Not all suppliers carry the same risk so why assess them the same way?
Segmenting your supply chain is the first step toward smarter ESG risk management. It allows you to prioritise where and how to allocate your resources, especially when managing thousands of suppliers with different levels of spend, impact and visibility.
1. Start with a fast, contactless risk overview
Achilles predictive scoring allows you to screen your entire supply chain, especially smaller and long-tail suppliers, with zero supplier input. It uses a no-touch model powered by public data and industry standards like SASB to deliver ESG and country risk scores at a scale, highlighting where the biggest vulnerabilities may lie, without slowing you down.
This enables quick decision making before onboarding or when planning due diligence at a scale.
2. Group suppliers by risk level
Segment your suppliers into tiers:
- High risk: Provides you a mission-critical product or service, is operating in vulnerable sectors or high-risk geographies. Prioritise for verified assessment.
- Medium risk: May require further validation.
- Low risk: Typically, in low-impact industries or stable regions. Monitor continuously, with no immediate action required.
This segmentation supports a risk-based approach to ESG compliance and resource allocation.
3. Decide the right level of assessment for each segment
With segmentation in place, map suppliers to the most appropriate level of assurance:
- Achilles verified due diligence: a third-party ESG due diligence and assurance assessment that involves:
- Collecting supplier information across ESG, H&S, Financial stability, Cyber risk, labour rights, compliance.

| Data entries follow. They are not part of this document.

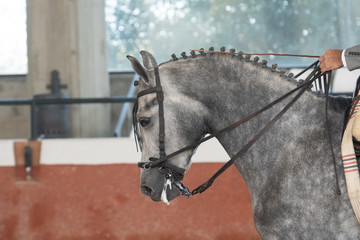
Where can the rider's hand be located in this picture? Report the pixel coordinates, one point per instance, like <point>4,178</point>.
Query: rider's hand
<point>331,60</point>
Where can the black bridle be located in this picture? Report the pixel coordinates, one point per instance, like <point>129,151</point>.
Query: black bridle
<point>176,174</point>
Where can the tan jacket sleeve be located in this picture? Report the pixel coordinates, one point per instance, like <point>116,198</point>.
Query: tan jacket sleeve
<point>352,57</point>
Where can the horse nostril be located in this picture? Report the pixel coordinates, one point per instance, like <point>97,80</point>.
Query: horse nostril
<point>146,190</point>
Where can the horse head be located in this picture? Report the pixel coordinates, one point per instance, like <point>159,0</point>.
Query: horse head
<point>165,120</point>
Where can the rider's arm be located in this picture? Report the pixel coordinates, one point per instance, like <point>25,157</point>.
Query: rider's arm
<point>336,58</point>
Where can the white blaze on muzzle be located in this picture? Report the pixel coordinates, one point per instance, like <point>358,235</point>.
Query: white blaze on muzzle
<point>163,193</point>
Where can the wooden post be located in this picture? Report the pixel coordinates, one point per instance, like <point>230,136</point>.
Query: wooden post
<point>69,36</point>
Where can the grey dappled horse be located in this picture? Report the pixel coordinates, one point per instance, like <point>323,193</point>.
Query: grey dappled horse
<point>289,171</point>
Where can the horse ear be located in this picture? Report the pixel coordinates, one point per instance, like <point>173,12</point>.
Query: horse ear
<point>138,68</point>
<point>148,60</point>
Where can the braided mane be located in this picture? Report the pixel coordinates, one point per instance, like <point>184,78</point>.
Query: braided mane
<point>256,60</point>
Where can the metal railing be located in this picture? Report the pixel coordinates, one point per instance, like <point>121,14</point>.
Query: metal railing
<point>34,103</point>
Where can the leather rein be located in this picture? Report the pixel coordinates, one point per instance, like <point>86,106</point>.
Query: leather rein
<point>175,174</point>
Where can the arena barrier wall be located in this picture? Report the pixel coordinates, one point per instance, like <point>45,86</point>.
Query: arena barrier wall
<point>87,189</point>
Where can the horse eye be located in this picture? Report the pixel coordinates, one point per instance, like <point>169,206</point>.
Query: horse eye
<point>144,121</point>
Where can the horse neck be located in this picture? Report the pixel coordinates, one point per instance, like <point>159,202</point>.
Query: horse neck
<point>232,89</point>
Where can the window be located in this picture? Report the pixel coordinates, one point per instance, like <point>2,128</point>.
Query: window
<point>163,27</point>
<point>13,57</point>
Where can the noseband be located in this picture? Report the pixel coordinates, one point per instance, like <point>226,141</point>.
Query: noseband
<point>176,174</point>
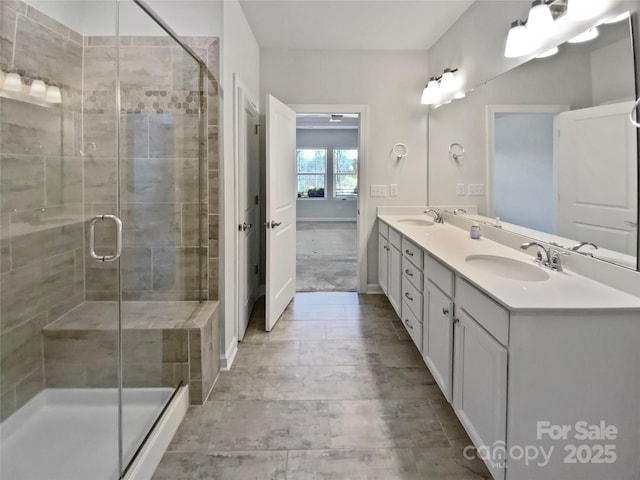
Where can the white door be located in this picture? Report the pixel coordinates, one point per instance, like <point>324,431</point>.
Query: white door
<point>248,207</point>
<point>597,175</point>
<point>281,209</point>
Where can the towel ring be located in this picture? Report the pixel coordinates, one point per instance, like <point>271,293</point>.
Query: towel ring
<point>460,151</point>
<point>400,150</point>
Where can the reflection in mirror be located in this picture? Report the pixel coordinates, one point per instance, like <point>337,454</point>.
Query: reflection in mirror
<point>561,154</point>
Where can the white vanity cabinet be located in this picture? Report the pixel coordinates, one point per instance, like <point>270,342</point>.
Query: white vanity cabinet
<point>390,264</point>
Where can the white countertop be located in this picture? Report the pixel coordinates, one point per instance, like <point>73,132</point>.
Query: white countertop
<point>561,291</point>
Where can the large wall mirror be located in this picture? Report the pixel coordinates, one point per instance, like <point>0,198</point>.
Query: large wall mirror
<point>552,144</point>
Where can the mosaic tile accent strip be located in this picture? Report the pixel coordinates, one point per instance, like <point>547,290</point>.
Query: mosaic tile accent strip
<point>184,102</point>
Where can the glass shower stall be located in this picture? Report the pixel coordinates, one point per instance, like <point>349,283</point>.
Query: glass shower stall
<point>108,232</point>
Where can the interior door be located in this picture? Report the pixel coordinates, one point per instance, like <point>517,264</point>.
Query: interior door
<point>597,176</point>
<point>248,207</point>
<point>280,208</point>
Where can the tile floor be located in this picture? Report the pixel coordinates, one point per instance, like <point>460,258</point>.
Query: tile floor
<point>336,391</point>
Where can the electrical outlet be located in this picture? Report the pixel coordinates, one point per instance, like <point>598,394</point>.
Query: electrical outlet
<point>378,190</point>
<point>475,189</point>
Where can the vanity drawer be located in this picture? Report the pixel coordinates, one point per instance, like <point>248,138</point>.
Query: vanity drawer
<point>411,251</point>
<point>413,326</point>
<point>412,273</point>
<point>383,229</point>
<point>394,238</point>
<point>411,297</point>
<point>440,275</point>
<point>483,310</point>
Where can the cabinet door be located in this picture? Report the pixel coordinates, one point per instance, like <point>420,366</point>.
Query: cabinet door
<point>480,384</point>
<point>438,338</point>
<point>383,264</point>
<point>395,279</point>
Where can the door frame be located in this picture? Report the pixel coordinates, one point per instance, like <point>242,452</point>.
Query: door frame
<point>241,94</point>
<point>491,111</point>
<point>363,137</point>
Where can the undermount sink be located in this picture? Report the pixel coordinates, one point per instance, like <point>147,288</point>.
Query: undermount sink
<point>508,268</point>
<point>416,222</point>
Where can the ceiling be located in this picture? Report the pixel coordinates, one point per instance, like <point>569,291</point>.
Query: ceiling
<point>351,24</point>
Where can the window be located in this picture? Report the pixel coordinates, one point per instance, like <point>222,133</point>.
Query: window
<point>345,164</point>
<point>312,170</point>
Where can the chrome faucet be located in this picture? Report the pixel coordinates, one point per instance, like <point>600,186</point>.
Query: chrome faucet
<point>437,217</point>
<point>578,246</point>
<point>539,257</point>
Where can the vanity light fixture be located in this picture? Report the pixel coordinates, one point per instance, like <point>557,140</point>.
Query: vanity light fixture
<point>549,53</point>
<point>585,36</point>
<point>431,93</point>
<point>519,41</point>
<point>12,82</point>
<point>540,20</point>
<point>38,88</point>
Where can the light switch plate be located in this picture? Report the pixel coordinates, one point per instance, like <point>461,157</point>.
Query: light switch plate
<point>378,190</point>
<point>475,189</point>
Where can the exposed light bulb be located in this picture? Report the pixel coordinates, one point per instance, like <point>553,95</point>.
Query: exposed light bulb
<point>619,18</point>
<point>579,10</point>
<point>12,82</point>
<point>549,53</point>
<point>540,20</point>
<point>54,95</point>
<point>448,81</point>
<point>585,36</point>
<point>519,41</point>
<point>38,88</point>
<point>431,93</point>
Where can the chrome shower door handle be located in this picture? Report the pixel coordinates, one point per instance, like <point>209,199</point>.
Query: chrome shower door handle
<point>92,238</point>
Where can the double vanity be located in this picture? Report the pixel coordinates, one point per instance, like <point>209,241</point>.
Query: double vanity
<point>539,363</point>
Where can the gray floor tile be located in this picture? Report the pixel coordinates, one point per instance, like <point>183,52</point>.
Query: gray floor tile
<point>379,464</point>
<point>222,466</point>
<point>385,424</point>
<point>272,425</point>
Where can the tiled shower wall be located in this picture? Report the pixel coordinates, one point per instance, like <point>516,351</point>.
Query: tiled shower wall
<point>48,188</point>
<point>159,168</point>
<point>41,230</point>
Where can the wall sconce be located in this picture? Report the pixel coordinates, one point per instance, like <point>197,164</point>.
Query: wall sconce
<point>442,89</point>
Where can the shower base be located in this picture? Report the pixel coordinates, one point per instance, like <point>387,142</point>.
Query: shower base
<point>72,434</point>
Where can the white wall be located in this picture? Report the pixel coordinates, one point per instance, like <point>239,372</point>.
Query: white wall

- Rigorous validation and evidence check carried out by our expert teams.
- Regular updates and continual monitoring
- Supplier data that is assured, not just claimed.
This level of due diligence is essential when ESG risks must be actively managed, demonstrated to regulators, or disclosed to investors with confidence.
- Achilles predictive assessment: ideal for low-risk or early-stage suppliers, predictive scoring is based on continuously updated public data. It provides broad visibility across thousands of suppliers, helping you detect inherent risk without involving supplier engagement or verification.
4. Adapt your strategy as risks evolve
Both predicted and verified outcomes are dynamic. Public data is continuously fed into the predictive scoring, while verified assessments are kept up to date through supplier engagement and document renewal. As supplier risk profiles shift, you can adjust segmentation and action plans accordingly.